A Imre Kertész não faltam declarações polémicas. Uma: "Sou dos judeus que Auschwitz transformou em judeus". Outra: "Os meus momentos de felicidade mais radical [foram em Auschwitz]. Estar perto da morte é também uma forma de felicidade. Sobreviver torna-se a maior liberdade de todas".

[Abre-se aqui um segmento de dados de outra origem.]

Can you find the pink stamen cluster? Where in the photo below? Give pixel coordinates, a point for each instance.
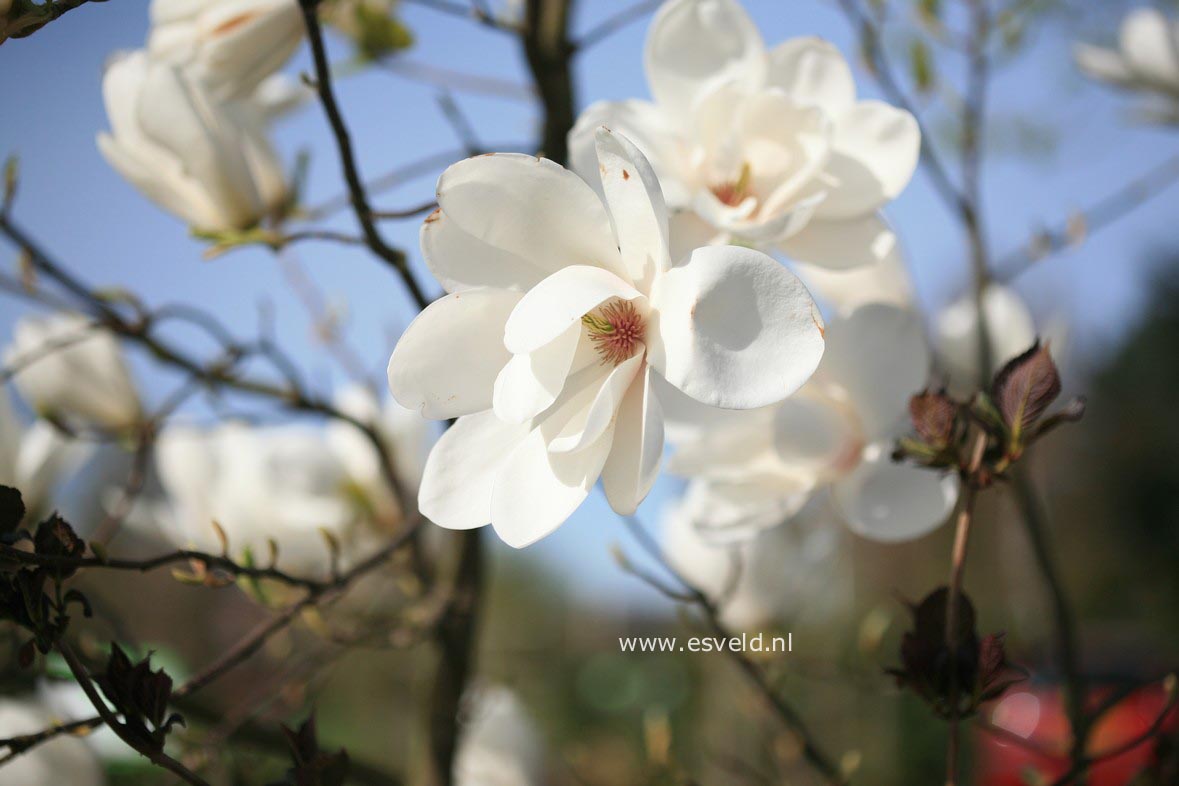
(617, 330)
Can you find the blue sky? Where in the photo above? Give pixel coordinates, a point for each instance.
(51, 109)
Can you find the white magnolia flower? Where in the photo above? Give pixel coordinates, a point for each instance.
(759, 468)
(258, 483)
(565, 319)
(1146, 59)
(59, 761)
(499, 744)
(775, 574)
(70, 368)
(230, 45)
(32, 460)
(770, 147)
(203, 159)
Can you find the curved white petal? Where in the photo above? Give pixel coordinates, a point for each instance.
(461, 469)
(645, 125)
(529, 383)
(446, 362)
(812, 71)
(842, 244)
(637, 453)
(529, 207)
(880, 358)
(890, 502)
(1151, 46)
(845, 290)
(735, 329)
(587, 425)
(551, 306)
(696, 44)
(874, 156)
(537, 489)
(636, 205)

Grande leitor de Albert Camus e de Jean-Paul Sartre, Kertész nunca aceitou ignorar o destino do indivíduo num ambiente totalitário. Particularidades que a investigadora literária e tradutora de húngaro para português, Piroska Felkai, realça ao analisar a conjuntura em que a obra de Kertész surge em 1975: "Para os leitores húngaros é um autor contraditório, mesmo que a obra seja um testemunho do que há de pior nos acontecimentos do século XX e que tanto marcaram a memória coletiva do país: o holocausto e o comunismo. No romance Sem Destino, o escritor utiliza uma visão fictícia diferente das narrativas existentes nos cânones literários, evitando o olhar moralizante e dramático tradicional em Primo Levi ou Elie Wiesel. Imre Kertész considerava difícil a partilha da experiência do holocausto e isso era difícil de aceitar na Hungria nos anos 70. Mais tarde, as análises mais especializadas reconheceram o seu valor mas os leitores só lá chegaram com a atribuição do Prémio Nobel." Para Felkai, é compreensível a dificuldade em entender livros "que têm um estilo narrativo muito inovador, com uma observação fria e objetiva e sem o tom patético e trágico mais habitual, que sublinha uma aproximação irónica aos acontecimentos".